How do I algorithmically generate the nth term of this sequence?

[FrankDrebon]

Hi all,

I have a term in an equation that grows in an intuitive manner each time I increase the number of variables.

Basically, for an input vector of size n, this term is a sum of n terms, each of which is a product of n-1 components in the vector. Put simply, it is the sum of each unique way that the components of the vector can be multiplied together as a product of n-1 components.

I've probably explained that badly, so the first few terms can be found in the image below:

http://img52.imageshack.us/img52/1779/cvalues.jpg

It is fairly easy to compute the next term myself. However, I'd like to be able to find an algorithm for generating the nth term for inclusion in a MATLAB script.

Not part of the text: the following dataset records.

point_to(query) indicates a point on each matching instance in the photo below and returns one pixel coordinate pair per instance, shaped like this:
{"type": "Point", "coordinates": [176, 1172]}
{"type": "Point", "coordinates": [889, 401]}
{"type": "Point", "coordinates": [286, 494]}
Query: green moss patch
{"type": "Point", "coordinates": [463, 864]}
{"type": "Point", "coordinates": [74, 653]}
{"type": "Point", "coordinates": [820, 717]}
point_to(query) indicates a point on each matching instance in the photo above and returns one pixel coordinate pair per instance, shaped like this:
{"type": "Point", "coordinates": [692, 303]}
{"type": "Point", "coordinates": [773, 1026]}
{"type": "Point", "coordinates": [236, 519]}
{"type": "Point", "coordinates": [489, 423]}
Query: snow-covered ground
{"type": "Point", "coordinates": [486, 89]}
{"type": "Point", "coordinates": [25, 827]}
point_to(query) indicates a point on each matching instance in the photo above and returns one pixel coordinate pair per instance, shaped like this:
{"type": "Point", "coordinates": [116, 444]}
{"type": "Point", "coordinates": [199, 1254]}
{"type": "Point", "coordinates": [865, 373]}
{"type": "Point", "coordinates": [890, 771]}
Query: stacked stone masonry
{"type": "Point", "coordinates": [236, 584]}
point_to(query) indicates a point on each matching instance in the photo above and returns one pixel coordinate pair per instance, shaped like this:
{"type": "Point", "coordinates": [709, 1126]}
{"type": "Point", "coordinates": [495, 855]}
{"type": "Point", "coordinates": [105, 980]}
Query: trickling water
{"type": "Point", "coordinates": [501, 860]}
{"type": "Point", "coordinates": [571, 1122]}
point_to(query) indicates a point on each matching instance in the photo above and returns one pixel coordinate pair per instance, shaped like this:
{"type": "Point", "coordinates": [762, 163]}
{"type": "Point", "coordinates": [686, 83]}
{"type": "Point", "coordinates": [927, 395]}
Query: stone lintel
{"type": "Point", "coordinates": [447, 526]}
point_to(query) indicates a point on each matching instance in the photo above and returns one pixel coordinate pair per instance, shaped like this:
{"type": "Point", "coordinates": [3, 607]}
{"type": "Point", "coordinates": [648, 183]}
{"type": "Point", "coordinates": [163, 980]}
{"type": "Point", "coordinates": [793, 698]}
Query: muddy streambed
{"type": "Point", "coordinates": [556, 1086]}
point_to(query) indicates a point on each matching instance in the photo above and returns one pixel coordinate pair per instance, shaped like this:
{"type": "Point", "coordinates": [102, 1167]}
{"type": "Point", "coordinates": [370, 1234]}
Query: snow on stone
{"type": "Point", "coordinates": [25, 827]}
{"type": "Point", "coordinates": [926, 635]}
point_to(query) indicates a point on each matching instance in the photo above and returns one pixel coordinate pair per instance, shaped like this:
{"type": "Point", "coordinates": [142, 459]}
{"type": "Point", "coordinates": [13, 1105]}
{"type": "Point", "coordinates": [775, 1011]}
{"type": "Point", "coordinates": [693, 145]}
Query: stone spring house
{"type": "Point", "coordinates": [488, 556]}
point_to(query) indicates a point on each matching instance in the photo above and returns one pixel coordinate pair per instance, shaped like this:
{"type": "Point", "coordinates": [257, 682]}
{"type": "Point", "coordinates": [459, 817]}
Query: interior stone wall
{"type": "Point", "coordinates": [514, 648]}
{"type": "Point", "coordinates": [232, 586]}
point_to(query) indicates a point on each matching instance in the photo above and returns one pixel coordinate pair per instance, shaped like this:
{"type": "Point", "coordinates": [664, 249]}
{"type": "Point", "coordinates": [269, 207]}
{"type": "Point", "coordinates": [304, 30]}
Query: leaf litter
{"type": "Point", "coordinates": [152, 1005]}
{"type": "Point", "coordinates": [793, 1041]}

Essentially the problem boils down to "how do I generate the nth term algorithmically?" I've run out of ideas, but can't help but think there would be some (relatively) simple matrix operation that could generate this. Maybe the pattern-hunters amongst you will notice something I haven't.

Any thoughts or suggestions welcome!

 

[elect_eng]

Hi all,

I have a term in an equation that grows in an intuitive manner each time I increase the number of variables.

Basically, for an input vector of size n, this term is a sum of n terms, each of which is a product of n-1 components in the vector. Put simply, it is the sum of each unique way that the components of the vector can be multiplied together as a product of n-1 components.

I've probably explained that badly, so the first few terms can be found in the image below:

http://img52.imageshack.us/img52/1779/cvalues.jpg

It is fairly easy to compute the next term myself. However, I'd like to be able to find an algorithm for generating the nth term for inclusion in a MATLAB script.

Essentially the problem boils down to "how do I generate the nth term algorithmically?" I've run out of ideas, but can't help but think there would be some (relatively) simple matrix operation that could generate this. Maybe the pattern-hunters amongst you will notice something I haven't.

Any thoughts or suggestions welcome!

There is a trivially simple way to approach this. Notice that any term in your equation is the product of all coefficients (c(i), for i=1 ... n) with the exception of one. So, you can generate the total product of all coefficients (call it T), and then just do a summation over the terms, i.e. T/c(i).

In equation form this looks as follows:

T= product of all coefficients c(i) for i=1 ... n

A=\sum_{i=1}^n {{T}\over{c(i)}}

So bascially you have two independent (i.e. not nested) loops. The first loop does the total product, and the second does the summation you are interested in. The only thing you have to worry about is cases where a coefficient is zero, but this is easily handled with some if statements.

If you expect no zero coefficients, then the above method is easy. If you expect cases with zeros, then you may prefer another approach as follows.

A=\sum_{i=1}^n \prod_{k \ne i} c(k)

This is also easy, but now your two loops are nested. The outer loop does a summation and the inner loop does a product calculation, but always excludes one of the coefficients.

 

[FrankDrebon]

Nice one! None of the coefficients should be zero, so I won't have to worry about that. Thanks a lot mate.

 

[disregardthat]

Hi, you can also find an explicit formula. If f is your function, T your product to begin with, and x_i the components, you will have f^k(x_i)=T^{\frac{(n-1)^k-(-1)^k}{n}}x_i^{(-1)^k} which can be proven inductively.

This will however only work when you originally have non-zero components. If you have more than one zero to begin with, f(x_i) = 0 for all i, and if you exactly one zero, say x_j, then f(x_i)=0 for all i \not = j, and f(f(x_i)) = 0 for all i, which is not a particulary interesting case.